Foreign companies wishing to distribute their products in Oman face a local agent requirement but are no longer legally required to enter into exclusive agency agreements.  Further, in August 2000, a ministerial decision was issued eliminating the restriction that only majority Omani-owned companies could obtain import licenses.  Agents are also useful, though not legally required, for sales to the Omani Government.  Constrained budgets encourage government procurement officials to buy direct; however, in practical terms, it is still difficult for foreign firms to sell to the government without an Omani agent scouting for and bidding on tender opportunities.

If a foreign manufacturer or supplier does enter into an exclusive agency agreement, it is not permitted to sell or distribute the specified product, good, or service itself or through another agent or broker, except for the exemption on bringing goods in through ports or airports.  An importer bringing in goods covered by an agency agreement must pay that agent a five percent commission if the goods are brought into Oman overland, but this requirement is waived if the goods are brought in via ports or airports.

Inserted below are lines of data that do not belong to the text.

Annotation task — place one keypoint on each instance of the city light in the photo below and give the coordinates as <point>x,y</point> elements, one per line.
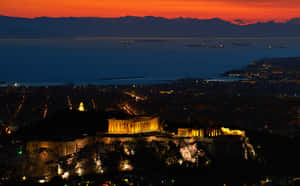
<point>81,107</point>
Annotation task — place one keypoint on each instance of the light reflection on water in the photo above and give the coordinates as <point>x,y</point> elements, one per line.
<point>51,62</point>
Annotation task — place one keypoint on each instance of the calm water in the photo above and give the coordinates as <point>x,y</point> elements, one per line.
<point>83,61</point>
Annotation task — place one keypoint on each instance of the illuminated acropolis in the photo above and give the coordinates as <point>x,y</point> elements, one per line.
<point>188,132</point>
<point>185,132</point>
<point>133,126</point>
<point>227,131</point>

Separate agency agreements for the Northern Region (Muscat Area) and the Southern Region (Salalah) are permitted.  The manufacturer or supplier may not unilaterally terminate the agency agreement except where there is an unjustifiable breach of agreement by the agent.  Agency agreements must be approved by the Oman Chamber of Commerce and Industry (OCCI) and registered with the Registrar of Agents and Commercial Agencies of the Ministry of Commerce and Industry (MOCI).  The practical effects of this regulation on a foreign supplier are substantial: the MOCI may prohibit the importation of goods and merchandise of suppliers who do not have an independent commercial agent registered in Oman.